My LO's family from his dad's side have never spent a penny on Elijah nor bought any gifts, sent any cards and he's 18 months. They live far away (Caribbean) so obviously postage etc but he's their grandchild sothey could have sent SOMETHING.... Even a birthday card. Xx

Edit: we are still on good terms as well!!


----------



## Mummy1995

Nope, never! Sad really as they only live a massive 10minutes away x


----------



## babycrazy1706

:nope:


----------



## daneuse27

That's awful if them :( I wouldn't be impressed at all.


----------



## tallybee

That's bad. 

FOB 1's folks send both my kids things even though DD has a different FOB. We see them when we can though they are over 6 hours drive away. FOB2 I only met his dad twice and his mum once and not got contact details for them (FOB2 himself is not in touch due to his own failure).


----------



## Natsku

I guess so, I'm sure they must do (the gifts would go to her dad's house). Probably really shitty stuff though (they tried to give us a second hand car seat they picked up in a flea market when I was still with FOB as her 1st birthday present)


----------



## babycrazy1706

Eww. Cheapskates. Lol


----------



## Shezza84uk

His family in the UK occasionally buys cards attends their parties and invites them over but that's started recently, his family in the Caribbean who I get along with asks about the kids and if their father goes for holidays or someone they know travels to the UK they send bits for them. 

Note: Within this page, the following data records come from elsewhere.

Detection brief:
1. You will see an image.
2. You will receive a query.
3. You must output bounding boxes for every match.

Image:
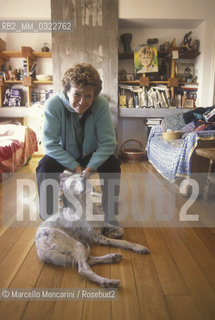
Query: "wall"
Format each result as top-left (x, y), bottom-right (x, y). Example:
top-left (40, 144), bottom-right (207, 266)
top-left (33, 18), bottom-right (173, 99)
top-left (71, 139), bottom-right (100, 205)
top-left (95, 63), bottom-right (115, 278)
top-left (0, 0), bottom-right (52, 51)
top-left (51, 0), bottom-right (118, 123)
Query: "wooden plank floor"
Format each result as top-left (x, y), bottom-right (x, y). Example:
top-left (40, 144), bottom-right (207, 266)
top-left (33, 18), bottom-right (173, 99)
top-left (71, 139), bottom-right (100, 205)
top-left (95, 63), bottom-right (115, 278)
top-left (0, 158), bottom-right (215, 320)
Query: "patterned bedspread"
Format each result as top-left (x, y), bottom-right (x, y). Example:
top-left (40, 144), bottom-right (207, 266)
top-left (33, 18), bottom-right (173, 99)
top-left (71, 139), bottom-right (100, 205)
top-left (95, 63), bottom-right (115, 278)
top-left (0, 124), bottom-right (38, 174)
top-left (146, 126), bottom-right (215, 182)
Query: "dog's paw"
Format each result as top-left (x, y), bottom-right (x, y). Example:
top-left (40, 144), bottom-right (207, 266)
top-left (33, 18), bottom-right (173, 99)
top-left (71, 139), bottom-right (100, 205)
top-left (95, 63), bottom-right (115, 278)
top-left (101, 279), bottom-right (120, 288)
top-left (133, 243), bottom-right (150, 254)
top-left (111, 253), bottom-right (122, 263)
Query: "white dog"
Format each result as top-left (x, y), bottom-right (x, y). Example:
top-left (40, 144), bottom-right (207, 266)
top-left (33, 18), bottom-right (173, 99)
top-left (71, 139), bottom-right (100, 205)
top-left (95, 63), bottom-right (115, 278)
top-left (35, 172), bottom-right (149, 288)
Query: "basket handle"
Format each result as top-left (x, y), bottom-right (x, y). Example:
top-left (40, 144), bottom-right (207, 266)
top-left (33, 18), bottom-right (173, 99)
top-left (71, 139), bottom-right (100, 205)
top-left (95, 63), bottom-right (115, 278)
top-left (121, 139), bottom-right (143, 151)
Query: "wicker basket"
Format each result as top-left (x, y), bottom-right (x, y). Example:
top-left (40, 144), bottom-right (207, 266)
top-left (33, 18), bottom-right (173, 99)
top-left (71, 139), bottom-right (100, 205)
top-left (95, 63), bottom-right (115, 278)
top-left (163, 131), bottom-right (181, 141)
top-left (121, 139), bottom-right (145, 162)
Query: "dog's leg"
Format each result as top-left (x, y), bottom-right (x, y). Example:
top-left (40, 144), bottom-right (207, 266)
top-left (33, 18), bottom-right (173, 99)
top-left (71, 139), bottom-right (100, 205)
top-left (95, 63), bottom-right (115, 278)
top-left (95, 235), bottom-right (149, 253)
top-left (78, 257), bottom-right (119, 288)
top-left (102, 223), bottom-right (123, 239)
top-left (87, 253), bottom-right (122, 266)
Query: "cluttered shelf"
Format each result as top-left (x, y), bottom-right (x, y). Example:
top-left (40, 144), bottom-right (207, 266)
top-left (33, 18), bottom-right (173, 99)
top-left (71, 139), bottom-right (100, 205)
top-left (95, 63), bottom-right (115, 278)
top-left (0, 39), bottom-right (53, 109)
top-left (119, 48), bottom-right (201, 60)
top-left (118, 32), bottom-right (200, 111)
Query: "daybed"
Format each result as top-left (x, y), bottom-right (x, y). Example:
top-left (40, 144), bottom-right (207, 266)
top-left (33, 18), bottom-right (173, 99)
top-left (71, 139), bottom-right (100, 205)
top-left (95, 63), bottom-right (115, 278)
top-left (0, 122), bottom-right (38, 180)
top-left (146, 106), bottom-right (215, 192)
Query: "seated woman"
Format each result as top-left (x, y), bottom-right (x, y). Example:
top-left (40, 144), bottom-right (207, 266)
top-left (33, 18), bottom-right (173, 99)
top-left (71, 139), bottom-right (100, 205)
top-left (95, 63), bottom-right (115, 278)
top-left (36, 63), bottom-right (121, 224)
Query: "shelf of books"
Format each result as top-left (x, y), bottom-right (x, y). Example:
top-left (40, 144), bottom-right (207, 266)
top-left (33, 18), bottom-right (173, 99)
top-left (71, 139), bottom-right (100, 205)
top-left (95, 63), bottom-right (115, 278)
top-left (119, 81), bottom-right (198, 117)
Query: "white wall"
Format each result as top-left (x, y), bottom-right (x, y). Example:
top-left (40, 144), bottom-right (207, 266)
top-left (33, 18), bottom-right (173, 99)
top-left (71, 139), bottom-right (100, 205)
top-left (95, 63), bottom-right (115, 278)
top-left (119, 0), bottom-right (215, 106)
top-left (0, 0), bottom-right (215, 106)
top-left (0, 0), bottom-right (52, 51)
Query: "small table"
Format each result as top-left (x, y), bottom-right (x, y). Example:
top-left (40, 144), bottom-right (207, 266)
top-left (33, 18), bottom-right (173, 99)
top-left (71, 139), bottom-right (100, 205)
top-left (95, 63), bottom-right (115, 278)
top-left (196, 148), bottom-right (215, 201)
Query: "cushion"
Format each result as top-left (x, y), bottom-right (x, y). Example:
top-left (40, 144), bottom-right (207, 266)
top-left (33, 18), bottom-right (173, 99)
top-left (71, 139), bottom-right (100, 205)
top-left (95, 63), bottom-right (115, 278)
top-left (161, 113), bottom-right (185, 132)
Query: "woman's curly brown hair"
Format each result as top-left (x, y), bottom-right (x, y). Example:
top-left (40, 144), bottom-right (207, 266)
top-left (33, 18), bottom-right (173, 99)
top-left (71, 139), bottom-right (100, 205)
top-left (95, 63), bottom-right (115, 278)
top-left (62, 63), bottom-right (102, 96)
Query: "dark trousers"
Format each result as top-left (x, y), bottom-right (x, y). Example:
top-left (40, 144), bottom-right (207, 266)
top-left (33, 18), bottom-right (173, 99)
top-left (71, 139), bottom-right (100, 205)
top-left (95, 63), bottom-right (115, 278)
top-left (36, 155), bottom-right (121, 222)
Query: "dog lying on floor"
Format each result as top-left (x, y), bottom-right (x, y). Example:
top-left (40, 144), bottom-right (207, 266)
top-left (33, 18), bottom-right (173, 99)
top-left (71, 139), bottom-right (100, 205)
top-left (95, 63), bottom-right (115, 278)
top-left (35, 172), bottom-right (149, 288)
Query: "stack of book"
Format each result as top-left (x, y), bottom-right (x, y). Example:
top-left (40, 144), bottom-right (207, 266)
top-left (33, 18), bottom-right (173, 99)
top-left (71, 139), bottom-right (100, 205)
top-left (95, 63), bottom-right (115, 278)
top-left (119, 85), bottom-right (170, 108)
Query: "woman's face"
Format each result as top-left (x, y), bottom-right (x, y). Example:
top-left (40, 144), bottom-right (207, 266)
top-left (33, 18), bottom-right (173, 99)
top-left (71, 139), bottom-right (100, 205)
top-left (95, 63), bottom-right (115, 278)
top-left (67, 86), bottom-right (94, 114)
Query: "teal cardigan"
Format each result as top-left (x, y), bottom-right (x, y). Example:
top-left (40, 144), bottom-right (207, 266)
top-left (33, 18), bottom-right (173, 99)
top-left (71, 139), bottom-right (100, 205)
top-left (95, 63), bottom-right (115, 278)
top-left (43, 92), bottom-right (116, 170)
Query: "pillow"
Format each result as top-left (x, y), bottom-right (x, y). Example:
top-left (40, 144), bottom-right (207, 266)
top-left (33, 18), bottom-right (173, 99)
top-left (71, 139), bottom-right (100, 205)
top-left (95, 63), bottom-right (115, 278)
top-left (161, 113), bottom-right (185, 132)
top-left (179, 121), bottom-right (196, 138)
top-left (194, 120), bottom-right (215, 131)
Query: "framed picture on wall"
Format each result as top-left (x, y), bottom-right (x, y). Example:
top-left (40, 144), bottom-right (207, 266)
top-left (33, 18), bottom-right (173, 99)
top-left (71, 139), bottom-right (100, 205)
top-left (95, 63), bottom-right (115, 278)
top-left (175, 63), bottom-right (194, 82)
top-left (134, 45), bottom-right (158, 73)
top-left (181, 98), bottom-right (195, 109)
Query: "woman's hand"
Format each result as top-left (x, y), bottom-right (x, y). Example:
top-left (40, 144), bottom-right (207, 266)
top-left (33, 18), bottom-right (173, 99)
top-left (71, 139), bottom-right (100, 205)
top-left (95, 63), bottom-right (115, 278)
top-left (74, 166), bottom-right (83, 174)
top-left (82, 167), bottom-right (94, 178)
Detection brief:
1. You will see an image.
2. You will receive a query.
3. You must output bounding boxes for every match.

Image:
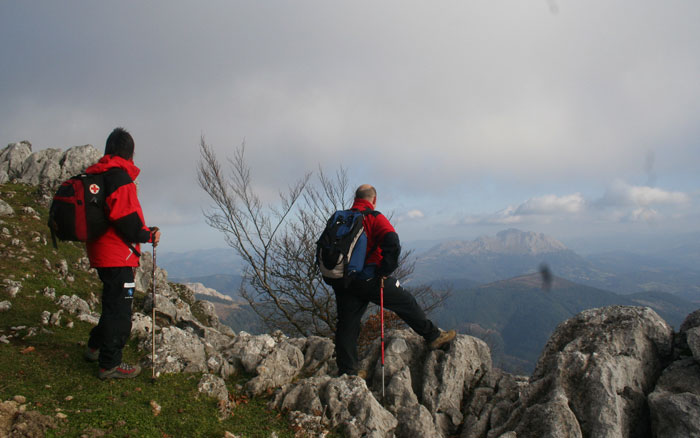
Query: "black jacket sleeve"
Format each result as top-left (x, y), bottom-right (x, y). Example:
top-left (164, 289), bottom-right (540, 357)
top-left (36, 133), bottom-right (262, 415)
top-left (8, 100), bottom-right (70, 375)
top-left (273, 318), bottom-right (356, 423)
top-left (377, 231), bottom-right (401, 277)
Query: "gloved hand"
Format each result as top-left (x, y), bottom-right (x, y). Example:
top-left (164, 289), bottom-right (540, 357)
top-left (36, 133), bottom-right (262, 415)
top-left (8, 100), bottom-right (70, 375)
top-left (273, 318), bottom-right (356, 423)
top-left (148, 227), bottom-right (160, 247)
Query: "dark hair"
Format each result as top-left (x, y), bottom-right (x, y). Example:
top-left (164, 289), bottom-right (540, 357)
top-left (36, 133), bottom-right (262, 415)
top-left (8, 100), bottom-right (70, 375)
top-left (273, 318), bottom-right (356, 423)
top-left (355, 184), bottom-right (377, 200)
top-left (105, 128), bottom-right (134, 160)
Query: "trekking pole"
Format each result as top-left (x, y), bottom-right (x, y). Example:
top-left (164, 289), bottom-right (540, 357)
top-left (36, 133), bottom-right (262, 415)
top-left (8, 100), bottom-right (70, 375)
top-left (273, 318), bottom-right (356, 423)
top-left (151, 245), bottom-right (156, 381)
top-left (379, 277), bottom-right (384, 400)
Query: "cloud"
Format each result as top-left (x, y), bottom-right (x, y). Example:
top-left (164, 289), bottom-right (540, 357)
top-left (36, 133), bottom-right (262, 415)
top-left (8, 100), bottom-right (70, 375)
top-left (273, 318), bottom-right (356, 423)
top-left (460, 180), bottom-right (692, 225)
top-left (596, 180), bottom-right (691, 208)
top-left (513, 193), bottom-right (586, 215)
top-left (406, 210), bottom-right (425, 219)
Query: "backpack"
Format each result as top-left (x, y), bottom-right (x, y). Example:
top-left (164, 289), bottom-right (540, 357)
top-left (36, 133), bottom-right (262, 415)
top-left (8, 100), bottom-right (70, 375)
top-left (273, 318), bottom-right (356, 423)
top-left (49, 173), bottom-right (109, 247)
top-left (316, 210), bottom-right (378, 284)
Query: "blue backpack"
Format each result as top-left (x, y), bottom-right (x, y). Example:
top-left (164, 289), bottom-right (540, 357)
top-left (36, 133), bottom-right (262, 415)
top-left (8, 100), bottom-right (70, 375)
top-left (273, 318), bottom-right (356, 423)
top-left (316, 210), bottom-right (379, 284)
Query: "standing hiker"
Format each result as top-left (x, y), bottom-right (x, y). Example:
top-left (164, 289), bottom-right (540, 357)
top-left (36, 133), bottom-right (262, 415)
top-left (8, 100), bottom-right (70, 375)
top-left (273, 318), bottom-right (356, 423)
top-left (328, 184), bottom-right (455, 377)
top-left (85, 128), bottom-right (160, 379)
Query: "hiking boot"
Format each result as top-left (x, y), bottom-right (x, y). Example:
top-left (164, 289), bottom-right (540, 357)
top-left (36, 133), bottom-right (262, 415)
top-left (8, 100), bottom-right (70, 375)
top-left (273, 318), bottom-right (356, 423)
top-left (83, 347), bottom-right (100, 362)
top-left (97, 362), bottom-right (141, 380)
top-left (428, 330), bottom-right (457, 350)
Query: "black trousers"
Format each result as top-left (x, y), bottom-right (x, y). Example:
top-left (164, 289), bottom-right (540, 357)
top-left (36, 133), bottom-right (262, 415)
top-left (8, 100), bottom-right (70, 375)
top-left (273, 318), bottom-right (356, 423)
top-left (331, 277), bottom-right (440, 374)
top-left (88, 267), bottom-right (135, 369)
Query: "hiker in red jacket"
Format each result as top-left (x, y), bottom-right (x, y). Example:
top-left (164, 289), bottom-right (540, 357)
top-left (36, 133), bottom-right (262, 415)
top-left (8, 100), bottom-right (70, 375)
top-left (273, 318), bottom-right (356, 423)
top-left (331, 184), bottom-right (456, 378)
top-left (85, 128), bottom-right (160, 379)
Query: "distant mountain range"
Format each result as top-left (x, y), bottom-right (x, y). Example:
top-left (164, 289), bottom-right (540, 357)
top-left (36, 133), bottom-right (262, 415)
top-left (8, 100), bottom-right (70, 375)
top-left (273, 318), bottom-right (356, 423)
top-left (158, 248), bottom-right (242, 278)
top-left (160, 229), bottom-right (700, 373)
top-left (158, 229), bottom-right (700, 303)
top-left (413, 229), bottom-right (700, 302)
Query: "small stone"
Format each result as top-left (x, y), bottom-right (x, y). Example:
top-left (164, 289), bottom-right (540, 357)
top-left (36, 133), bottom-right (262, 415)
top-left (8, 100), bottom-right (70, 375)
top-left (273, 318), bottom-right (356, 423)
top-left (149, 400), bottom-right (162, 417)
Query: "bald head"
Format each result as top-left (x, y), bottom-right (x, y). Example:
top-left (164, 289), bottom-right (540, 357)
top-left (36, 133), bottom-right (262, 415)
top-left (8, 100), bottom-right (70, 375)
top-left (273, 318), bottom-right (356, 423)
top-left (355, 184), bottom-right (377, 202)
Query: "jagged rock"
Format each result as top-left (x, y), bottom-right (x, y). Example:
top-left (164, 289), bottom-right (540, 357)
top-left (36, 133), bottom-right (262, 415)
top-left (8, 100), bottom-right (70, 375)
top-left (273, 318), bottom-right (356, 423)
top-left (289, 411), bottom-right (329, 438)
top-left (460, 370), bottom-right (528, 438)
top-left (134, 252), bottom-right (171, 298)
top-left (8, 145), bottom-right (101, 187)
top-left (49, 310), bottom-right (63, 327)
top-left (649, 358), bottom-right (700, 438)
top-left (20, 207), bottom-right (39, 217)
top-left (52, 144), bottom-right (102, 181)
top-left (73, 257), bottom-right (91, 272)
top-left (245, 341), bottom-right (304, 395)
top-left (141, 326), bottom-right (209, 373)
top-left (223, 332), bottom-right (277, 373)
top-left (41, 286), bottom-right (56, 300)
top-left (0, 141), bottom-right (32, 180)
top-left (197, 374), bottom-right (229, 403)
top-left (3, 278), bottom-right (22, 298)
top-left (271, 375), bottom-right (398, 438)
top-left (489, 306), bottom-right (673, 437)
top-left (143, 294), bottom-right (196, 324)
top-left (18, 148), bottom-right (63, 185)
top-left (56, 295), bottom-right (91, 315)
top-left (77, 313), bottom-right (100, 325)
top-left (0, 199), bottom-right (15, 217)
top-left (0, 400), bottom-right (56, 438)
top-left (131, 312), bottom-right (157, 339)
top-left (192, 300), bottom-right (219, 327)
top-left (56, 259), bottom-right (68, 277)
top-left (296, 336), bottom-right (337, 376)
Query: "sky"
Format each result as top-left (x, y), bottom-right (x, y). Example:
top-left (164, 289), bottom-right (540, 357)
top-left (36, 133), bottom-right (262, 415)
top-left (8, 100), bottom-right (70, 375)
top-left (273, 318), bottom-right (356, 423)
top-left (0, 0), bottom-right (700, 252)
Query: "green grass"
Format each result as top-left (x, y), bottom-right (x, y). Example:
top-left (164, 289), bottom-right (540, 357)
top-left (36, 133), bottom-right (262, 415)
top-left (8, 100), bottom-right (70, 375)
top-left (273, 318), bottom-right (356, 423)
top-left (0, 184), bottom-right (326, 438)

To be fair many ppl in the Caribbean have very little money and the value to a pound is quite a lot so it might just be that they cant afford it. I am originally from the Caribbean so this is something i'm very aware of however it doesn't take much ask how he is at the very least although they might do but his father isn't bothered telling you xx


----------



## babycrazy1706

Yes I understand about them not having much spare cash, it just feels like they think there is no need to bother with cards because Elijah has everything he needs etc.. A little effort wouldn't hurt. 

Which Island are you from shezza? My LO is half bajan. Xx


----------



## Shezza84uk

babycrazy1706 said:


> Yes I understand about them not having much spare cash, it just feels like they think there is no need to bother with cards because Elijah has everything he needs etc.. A little effort wouldn't hurt.
> 
> Which Island are you from shezza? My LO is half bajan. Xx


I agree where effort is concerned however its not like the UK where they give cards etc my Nan always called and say wish them happy birthday now she uses Skype so that too could be an option, i'm Jamaican xx


----------



## lovejoy

I guess I'm lucky, because ex fam live aboard too,and ex's mother is the one who sends child supoorts. The kids get gifts and money for their birthdays/Christmas, heck she even sends me birthday money. Although I'm very grateful for all their help, it wouldn't bother me too much if they stopped, as long as they kept having a relationship with the kids the presents etc wouldn't matter.


----------



## babycrazy1706

That's nice


----------



## teal

No, but I don't have any contact with them. I did try.


----------